Fourth, dismissal is appropriate based upon plaintiff's failure to comply with the March Order and the failure to prosecute. The Court has considered the five factor discussed above - the public's interest in expeditious resolution of litigation, the court's need to manage its docket, the risk of prejudice to defendants, the public policy favoring disposition of cases on their merits, and the availability of less drastic alternatives. The first two factors - the public's interest in expeditiously resolving this litigation and the Court's interest in managing the docket - strongly weigh in favor of dismissal. As noted above, plaintiff has been notified of the deficiencies in the Complaint and has been given the opportunity to amend it, to dismiss it, or to notify the Court that he wishes to stand thereon. He has done nothing. See Edwards, 356 F.3d at 1065. The third factor, risk of prejudice to defendants, also weighs strongly in favor of dismissal. See Anderson v. Air West, Inc., 542 F.2d 522, 524 (9th Cir. 1976) (prejudice to defendants presumed from unreasonable delay) (citation omitted). The fourth factor, the public policy favoring disposition of cases on their merits, is greatly outweighed by the factors in favor of dismissal discussed herein. As for the fifth factor, since plaintiff has already been cautioned of the consequences of his failure to prosecute and his failure to comply with the March Order, and plaintiff has been afforded the opportunity to avoid such consequences but has not responded, no sanction lesser than dismissal is feasible.
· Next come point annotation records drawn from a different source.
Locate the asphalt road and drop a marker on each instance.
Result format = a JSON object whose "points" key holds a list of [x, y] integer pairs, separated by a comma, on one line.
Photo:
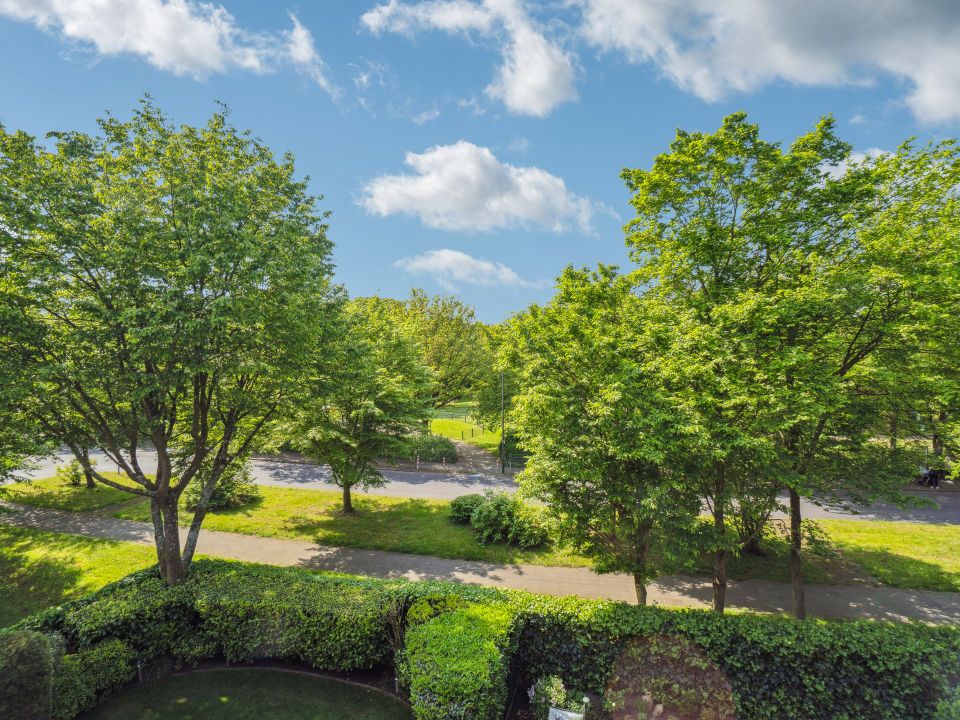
{"points": [[942, 507]]}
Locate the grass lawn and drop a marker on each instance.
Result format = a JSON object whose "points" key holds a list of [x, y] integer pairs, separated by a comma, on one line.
{"points": [[421, 527], [247, 694], [55, 493], [467, 432], [40, 569], [907, 555]]}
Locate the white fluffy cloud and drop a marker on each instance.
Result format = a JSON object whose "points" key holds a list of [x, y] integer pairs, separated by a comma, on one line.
{"points": [[303, 54], [181, 36], [710, 48], [535, 76], [856, 157], [465, 187], [450, 267]]}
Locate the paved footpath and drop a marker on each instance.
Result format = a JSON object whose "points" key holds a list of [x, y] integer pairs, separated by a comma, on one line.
{"points": [[842, 601], [446, 486]]}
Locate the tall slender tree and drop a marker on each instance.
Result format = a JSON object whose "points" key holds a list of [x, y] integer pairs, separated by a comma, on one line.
{"points": [[606, 438], [362, 399]]}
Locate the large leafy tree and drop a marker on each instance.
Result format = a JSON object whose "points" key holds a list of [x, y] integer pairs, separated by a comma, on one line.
{"points": [[810, 280], [607, 440], [363, 398], [168, 285], [451, 343]]}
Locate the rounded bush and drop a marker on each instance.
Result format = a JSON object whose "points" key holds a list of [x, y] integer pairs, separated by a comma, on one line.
{"points": [[461, 508], [499, 517]]}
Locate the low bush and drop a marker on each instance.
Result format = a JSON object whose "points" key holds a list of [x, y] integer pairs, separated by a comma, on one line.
{"points": [[235, 488], [461, 508], [428, 447], [457, 645], [456, 665], [949, 707], [71, 473], [26, 675], [550, 692], [500, 517], [83, 679], [777, 667]]}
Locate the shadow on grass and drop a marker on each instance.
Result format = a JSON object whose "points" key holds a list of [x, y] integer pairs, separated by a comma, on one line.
{"points": [[28, 585]]}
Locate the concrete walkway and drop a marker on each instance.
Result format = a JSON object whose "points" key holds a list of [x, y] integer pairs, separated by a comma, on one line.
{"points": [[945, 507], [840, 601]]}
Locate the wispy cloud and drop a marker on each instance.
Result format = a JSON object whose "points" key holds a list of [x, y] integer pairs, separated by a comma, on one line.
{"points": [[452, 267], [465, 187]]}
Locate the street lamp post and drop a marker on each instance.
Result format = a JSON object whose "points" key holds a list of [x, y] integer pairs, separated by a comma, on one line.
{"points": [[503, 440]]}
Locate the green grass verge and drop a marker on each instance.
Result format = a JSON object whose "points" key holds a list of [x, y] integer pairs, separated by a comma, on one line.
{"points": [[55, 493], [409, 525], [40, 569], [921, 556], [246, 694], [467, 432]]}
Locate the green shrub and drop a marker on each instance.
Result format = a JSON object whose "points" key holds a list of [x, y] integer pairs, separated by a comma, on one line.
{"points": [[500, 517], [456, 664], [234, 489], [461, 508], [84, 679], [431, 606], [26, 672], [528, 529], [461, 640], [949, 707], [778, 668], [667, 675], [492, 519], [551, 692], [428, 447], [71, 473]]}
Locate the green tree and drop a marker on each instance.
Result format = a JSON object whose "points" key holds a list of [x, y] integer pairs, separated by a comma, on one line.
{"points": [[451, 343], [363, 400], [811, 282], [168, 284], [606, 438]]}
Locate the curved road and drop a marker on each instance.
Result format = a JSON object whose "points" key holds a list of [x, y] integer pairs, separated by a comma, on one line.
{"points": [[941, 507]]}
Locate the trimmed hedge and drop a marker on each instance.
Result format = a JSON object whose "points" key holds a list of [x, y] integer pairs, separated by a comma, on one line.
{"points": [[462, 641], [778, 667], [85, 678], [457, 664], [26, 672]]}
See, e.g., Yourish, 191 F.3d at 989 (dismissal of action with prejudice not excessive sanction for plaintiffs' failure timely to comply with court's order to submit an amended complaint).
IT IS THEREFORE ORDERED that this action is dismissed based upon plaintiff's failure to comply with Rule 10 of the Federal Rules of Civil Procedure, his failure to state a claim, his unreasonable failure to prosecute and his failure to comply with the March Order.